According to the bill, it expands the list of crimes considered racketeering to include offenses like human trafficking, money laundering, child exploitation, drug trafficking, auto theft and fraud. It also broadens the legal definitions to help prosecutors go after organized criminal activity more effectively.
Another bill Cullen co-sponsored with Brandt, Senate Bill 18, aimed to make swatting a crime. It passed the House Consumer and Public Affairs Committee but stalled. Cullen said she will continue pushing to criminalize the act of making false emergency reports to trigger law enforcement responses.
According to the bill, “swatting” is the act of knowingly making a false or misleading emergency report to trigger a law enforcement or emergency response. It proposed making swatting a fourth-degree felony and aimed to clarify penalties for false reports. The bill also defined “public safety agency” to include police, fire departments and 911 dispatch centers.
“Time is valuable for our first responders, and it cannot be wasted,” Cullen said.

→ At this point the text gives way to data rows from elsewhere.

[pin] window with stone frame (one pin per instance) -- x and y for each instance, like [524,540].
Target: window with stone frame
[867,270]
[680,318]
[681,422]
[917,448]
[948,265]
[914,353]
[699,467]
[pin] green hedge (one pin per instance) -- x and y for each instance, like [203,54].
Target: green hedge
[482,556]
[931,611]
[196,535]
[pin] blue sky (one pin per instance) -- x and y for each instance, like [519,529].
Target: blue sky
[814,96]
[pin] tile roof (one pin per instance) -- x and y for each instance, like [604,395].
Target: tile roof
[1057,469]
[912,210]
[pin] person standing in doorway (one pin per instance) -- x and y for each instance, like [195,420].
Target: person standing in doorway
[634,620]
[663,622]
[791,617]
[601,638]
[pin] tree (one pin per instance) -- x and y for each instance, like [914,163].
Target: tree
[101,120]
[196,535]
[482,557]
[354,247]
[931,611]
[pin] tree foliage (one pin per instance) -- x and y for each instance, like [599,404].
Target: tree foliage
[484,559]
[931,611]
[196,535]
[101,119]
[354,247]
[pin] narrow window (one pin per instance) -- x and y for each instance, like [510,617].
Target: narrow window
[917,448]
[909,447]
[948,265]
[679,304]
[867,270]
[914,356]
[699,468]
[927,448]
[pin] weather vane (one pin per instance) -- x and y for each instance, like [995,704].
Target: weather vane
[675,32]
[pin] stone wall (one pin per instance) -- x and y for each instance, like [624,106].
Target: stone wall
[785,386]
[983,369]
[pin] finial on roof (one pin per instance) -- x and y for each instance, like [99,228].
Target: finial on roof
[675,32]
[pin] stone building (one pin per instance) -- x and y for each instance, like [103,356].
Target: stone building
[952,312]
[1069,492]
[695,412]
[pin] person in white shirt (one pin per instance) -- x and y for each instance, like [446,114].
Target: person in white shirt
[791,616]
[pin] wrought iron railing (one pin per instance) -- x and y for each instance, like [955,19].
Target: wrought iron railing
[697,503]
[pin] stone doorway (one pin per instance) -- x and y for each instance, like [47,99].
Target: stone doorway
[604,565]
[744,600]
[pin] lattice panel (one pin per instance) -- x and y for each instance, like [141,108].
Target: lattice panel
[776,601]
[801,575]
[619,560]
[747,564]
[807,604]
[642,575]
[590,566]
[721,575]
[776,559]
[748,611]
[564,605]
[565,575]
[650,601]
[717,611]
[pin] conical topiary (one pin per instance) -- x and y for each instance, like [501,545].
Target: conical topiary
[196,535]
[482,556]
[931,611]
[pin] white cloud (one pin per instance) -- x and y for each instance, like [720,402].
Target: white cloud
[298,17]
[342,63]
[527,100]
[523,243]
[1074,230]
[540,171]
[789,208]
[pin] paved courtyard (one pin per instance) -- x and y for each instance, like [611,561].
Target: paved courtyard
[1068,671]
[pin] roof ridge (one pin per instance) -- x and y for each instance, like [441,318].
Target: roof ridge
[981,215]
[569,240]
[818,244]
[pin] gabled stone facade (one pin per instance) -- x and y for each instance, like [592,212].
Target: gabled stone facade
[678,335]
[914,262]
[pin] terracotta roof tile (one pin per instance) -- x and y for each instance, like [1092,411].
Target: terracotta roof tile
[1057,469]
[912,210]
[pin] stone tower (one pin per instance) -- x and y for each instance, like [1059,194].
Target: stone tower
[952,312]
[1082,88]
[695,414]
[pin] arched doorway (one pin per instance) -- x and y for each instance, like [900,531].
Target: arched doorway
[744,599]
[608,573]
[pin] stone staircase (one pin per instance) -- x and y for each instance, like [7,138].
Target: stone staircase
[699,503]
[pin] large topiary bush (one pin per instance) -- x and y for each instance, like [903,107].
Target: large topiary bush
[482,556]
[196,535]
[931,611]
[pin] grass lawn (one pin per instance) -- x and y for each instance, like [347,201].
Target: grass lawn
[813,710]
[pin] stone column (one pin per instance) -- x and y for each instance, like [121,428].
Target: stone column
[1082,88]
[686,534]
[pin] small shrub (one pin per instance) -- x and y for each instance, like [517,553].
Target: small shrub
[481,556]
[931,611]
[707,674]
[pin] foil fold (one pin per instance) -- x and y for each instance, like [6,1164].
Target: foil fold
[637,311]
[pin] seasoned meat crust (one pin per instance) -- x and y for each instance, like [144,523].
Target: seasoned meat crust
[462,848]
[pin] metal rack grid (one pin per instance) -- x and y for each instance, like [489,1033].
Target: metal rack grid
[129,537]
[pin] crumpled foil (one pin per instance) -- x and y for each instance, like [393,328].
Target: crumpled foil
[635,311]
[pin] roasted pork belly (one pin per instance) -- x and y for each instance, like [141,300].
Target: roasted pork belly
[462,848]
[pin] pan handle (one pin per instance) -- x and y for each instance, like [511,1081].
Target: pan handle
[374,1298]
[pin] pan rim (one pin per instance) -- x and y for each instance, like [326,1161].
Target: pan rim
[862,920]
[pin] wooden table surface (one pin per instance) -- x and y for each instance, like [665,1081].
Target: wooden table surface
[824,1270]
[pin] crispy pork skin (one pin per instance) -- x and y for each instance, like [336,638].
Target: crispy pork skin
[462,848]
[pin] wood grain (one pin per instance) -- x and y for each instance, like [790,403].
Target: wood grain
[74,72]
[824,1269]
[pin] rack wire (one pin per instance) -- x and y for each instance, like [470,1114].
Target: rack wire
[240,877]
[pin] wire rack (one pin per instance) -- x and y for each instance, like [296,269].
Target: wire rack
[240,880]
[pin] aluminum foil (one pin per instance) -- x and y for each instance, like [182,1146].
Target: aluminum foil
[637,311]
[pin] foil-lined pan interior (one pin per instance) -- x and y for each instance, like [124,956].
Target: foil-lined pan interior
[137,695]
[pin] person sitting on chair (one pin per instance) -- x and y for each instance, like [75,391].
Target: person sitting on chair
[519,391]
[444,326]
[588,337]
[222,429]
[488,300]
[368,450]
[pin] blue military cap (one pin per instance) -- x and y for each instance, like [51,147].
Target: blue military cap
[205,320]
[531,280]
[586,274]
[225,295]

Cullen also co-sponsored House Bill 192 with many Sandoval County legislators, including Reps. Joshua Hernandez and Kathleen Cates and Sens. Cindy Nava and Jay Block.
The bill, signed into law on April 7, requires the Department of Information Technology to report annually on subscriber fees and users of the state’s digital trunked radio system, starting Dec. 1, 2026.
With her background on the Rio Rancho Schoolboard, Cullen said she was also “proud to carry several bills to bolster career technical education and career readiness programs while supporting the work of teachers, students and our families.”
House Memorial 32 calls on the Public Education Department to study whether teachers can get master’s credit for microcredentials earned as they move up license levels. It passed the House unanimously and as a memorial, it did not require the governor’s signature. The department must report its findings to the Legislative Education Study Committee by Dec. 1.
“I will continue to fight for the education New Mexico’s students deserve,” she said.
Lujan Grisham signed House Bill 251, giving retired educators a one-time chance to change their beneficiary or adjust benefits after major life changes like divorce or a spouse’s death.
Retirees can name a new beneficiary or switch to an unreduced standard benefit for a $100 fee. Some changes may require spousal consent or a court order. The update gives retirees more flexibility and control.
Another education bill Cullen helped pass through both chambers was Senate Bill 480, which was ultimately pocket vetoed by the governor. It would have required the Public Education Department to create an annual report on students who didn’t graduate from high school within four years and share it with programs offering GEDs or job training.
A bill co-sponsored by Cullen that passed committee but never made it to the Senate floor, House Bill 238, would have let middle and high schools use up to 60 instructional hours a year for teacher training, mentoring or parent meetings, just like elementary schools already can.
In future sessions, Cullen said she will keep pushing for bills that protect homeowners’ property rights, not squatters.